Un haut lieu de la franc-maçonnerie depuis le 18e siècle.

Grâce à un legs discret de Paul Abraham Gerschel en 1939, les musées de Strasbourg disposent d’une importante collection d’objets maçonniques du 18e au 20e siècle.

18 éléments provenant de temples strasbourgeois, plus de 70 éléments vestimentaires : tabliers, sautoirs, cordons, chasubles, une trentaine de bijoux, des effets personnels, quelques épées, une dizaine de sceaux et matrices constituent le noyau d’une collection d’objets maçonniques léguées par Paul Abraham Gerschel à la veille de la seconde guerre mondiale. S’y ajoute une impressionnante quantité de documents graphiques : certificats, tableaux de loge, testaments philosophiques qui permettent de connaître les loges strasbourgeoises de la fin du 18e siècle à 1870. Quelques dons récents ont enrichi la collection pour le 20e siècle.

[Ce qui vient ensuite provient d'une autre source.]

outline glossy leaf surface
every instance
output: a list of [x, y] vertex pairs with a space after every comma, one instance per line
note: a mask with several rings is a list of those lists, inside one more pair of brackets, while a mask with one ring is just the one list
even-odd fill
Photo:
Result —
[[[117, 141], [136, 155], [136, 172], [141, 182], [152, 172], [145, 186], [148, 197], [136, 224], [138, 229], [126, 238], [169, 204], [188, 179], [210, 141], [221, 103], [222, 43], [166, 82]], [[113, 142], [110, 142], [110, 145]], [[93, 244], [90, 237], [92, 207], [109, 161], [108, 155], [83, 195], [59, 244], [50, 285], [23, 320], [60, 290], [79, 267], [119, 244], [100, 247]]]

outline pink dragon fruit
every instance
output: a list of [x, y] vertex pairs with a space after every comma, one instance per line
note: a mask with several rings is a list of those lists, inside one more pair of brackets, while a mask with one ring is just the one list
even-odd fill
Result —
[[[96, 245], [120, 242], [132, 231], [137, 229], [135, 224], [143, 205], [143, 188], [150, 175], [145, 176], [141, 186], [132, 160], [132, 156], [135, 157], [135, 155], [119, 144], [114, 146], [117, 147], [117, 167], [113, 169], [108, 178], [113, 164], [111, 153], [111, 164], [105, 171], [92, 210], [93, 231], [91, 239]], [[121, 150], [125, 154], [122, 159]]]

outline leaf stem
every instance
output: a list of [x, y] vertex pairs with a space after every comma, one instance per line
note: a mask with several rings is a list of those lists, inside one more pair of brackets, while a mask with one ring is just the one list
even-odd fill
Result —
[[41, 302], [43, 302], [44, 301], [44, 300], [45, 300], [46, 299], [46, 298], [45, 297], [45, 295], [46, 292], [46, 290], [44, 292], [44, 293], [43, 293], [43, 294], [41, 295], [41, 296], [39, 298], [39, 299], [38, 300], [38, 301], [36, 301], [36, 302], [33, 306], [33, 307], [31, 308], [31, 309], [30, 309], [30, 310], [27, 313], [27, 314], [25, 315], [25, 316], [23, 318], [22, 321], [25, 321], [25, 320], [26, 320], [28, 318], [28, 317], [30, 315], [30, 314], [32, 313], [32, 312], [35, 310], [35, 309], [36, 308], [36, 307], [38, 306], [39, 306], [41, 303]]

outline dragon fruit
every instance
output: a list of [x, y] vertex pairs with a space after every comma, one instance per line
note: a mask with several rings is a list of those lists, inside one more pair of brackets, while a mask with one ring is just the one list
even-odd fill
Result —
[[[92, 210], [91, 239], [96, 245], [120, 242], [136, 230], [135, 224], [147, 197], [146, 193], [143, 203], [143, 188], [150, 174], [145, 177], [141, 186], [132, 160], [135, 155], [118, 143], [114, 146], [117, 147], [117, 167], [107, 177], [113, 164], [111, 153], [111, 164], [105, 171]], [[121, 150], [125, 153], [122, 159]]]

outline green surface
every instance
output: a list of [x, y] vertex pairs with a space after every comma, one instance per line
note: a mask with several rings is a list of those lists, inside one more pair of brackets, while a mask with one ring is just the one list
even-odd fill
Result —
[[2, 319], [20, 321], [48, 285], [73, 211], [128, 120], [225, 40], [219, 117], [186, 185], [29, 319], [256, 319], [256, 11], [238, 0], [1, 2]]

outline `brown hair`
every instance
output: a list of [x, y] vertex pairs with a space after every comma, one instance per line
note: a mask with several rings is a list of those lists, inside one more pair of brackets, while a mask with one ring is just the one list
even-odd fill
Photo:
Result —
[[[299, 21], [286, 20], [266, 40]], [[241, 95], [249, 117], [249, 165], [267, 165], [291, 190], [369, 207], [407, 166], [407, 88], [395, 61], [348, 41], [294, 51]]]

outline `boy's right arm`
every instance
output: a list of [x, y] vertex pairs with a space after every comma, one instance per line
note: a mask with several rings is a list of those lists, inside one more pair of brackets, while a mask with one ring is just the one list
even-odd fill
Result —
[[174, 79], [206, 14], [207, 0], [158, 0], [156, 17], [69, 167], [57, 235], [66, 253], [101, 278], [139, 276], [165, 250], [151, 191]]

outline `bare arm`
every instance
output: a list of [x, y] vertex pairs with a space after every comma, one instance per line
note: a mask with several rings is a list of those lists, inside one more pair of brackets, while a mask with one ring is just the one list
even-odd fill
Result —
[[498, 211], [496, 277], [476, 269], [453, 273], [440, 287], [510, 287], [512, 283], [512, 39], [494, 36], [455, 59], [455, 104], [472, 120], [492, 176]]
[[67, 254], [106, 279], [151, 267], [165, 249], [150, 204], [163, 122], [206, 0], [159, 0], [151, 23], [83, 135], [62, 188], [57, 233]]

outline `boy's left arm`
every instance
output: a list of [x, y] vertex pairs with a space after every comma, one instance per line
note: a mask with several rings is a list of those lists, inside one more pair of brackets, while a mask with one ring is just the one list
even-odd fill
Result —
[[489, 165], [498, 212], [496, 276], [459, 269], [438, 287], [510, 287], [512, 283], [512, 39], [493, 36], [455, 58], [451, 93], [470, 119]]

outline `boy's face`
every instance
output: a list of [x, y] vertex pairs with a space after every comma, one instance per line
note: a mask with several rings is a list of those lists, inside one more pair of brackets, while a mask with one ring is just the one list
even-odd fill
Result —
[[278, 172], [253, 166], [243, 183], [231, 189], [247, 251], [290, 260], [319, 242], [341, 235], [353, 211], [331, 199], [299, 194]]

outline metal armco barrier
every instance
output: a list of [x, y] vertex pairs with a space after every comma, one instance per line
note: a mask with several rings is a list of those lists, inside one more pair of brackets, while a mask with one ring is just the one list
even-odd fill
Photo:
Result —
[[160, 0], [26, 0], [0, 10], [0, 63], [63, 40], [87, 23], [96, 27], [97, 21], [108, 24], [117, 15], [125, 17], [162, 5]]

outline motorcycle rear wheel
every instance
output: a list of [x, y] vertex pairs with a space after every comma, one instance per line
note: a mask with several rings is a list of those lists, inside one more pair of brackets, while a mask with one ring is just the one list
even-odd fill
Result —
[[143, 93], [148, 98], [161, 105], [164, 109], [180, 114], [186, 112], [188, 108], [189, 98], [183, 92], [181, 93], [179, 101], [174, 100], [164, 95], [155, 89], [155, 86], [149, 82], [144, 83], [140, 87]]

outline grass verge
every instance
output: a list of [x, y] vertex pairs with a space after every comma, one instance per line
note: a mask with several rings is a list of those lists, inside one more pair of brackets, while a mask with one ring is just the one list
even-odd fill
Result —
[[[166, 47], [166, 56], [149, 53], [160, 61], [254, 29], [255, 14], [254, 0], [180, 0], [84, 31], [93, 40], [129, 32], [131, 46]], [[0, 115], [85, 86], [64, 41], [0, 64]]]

À cette collection il faut encore ajouter le grand fond de documents écrits et imprimés conservés principalement aux archives de l’Eurométropole et à la Bibliothèque du Patrimoine de Malraux.

La franc-maçonnerie apparait en 1743 à Strasbourg et compte 3 loges importantes au 18e siècle (la loge Saint-Jean d’Hérédon de Sainte-Geneviève, le Parfait Silence et la Candeur) et 6 loges au début du 19e siècle. Entre 1815 et 1872 la loge des Frères réunis absorbe deux autres loges (la Concorde et la Vraie Fraternité). Elle se préoccupe sur le plan social (quête après des inondations, soutien à la veuve et à l’orphelin), crée une école d’adultes, et cherche à opérer un rapprochement entre les loges françaises et allemandes en inaugurant une statue d’Erwin (l’architecte concepteur d’une partie de la façade de la cathédrale de Strasbourg) à Steinbach en 1845. Supprimées après l’annexion, les loges françaises sont remplacées par des loges allemandes après 1872.

Parmi les personnalités strasbourgeoises franc-maçonnes des 18e et 19e siècles, citons le pasteur Blessig, le prince Maximilien de Deux-Ponts, J.F. Ehrmann et l’imprimeur Gustave Silbermann.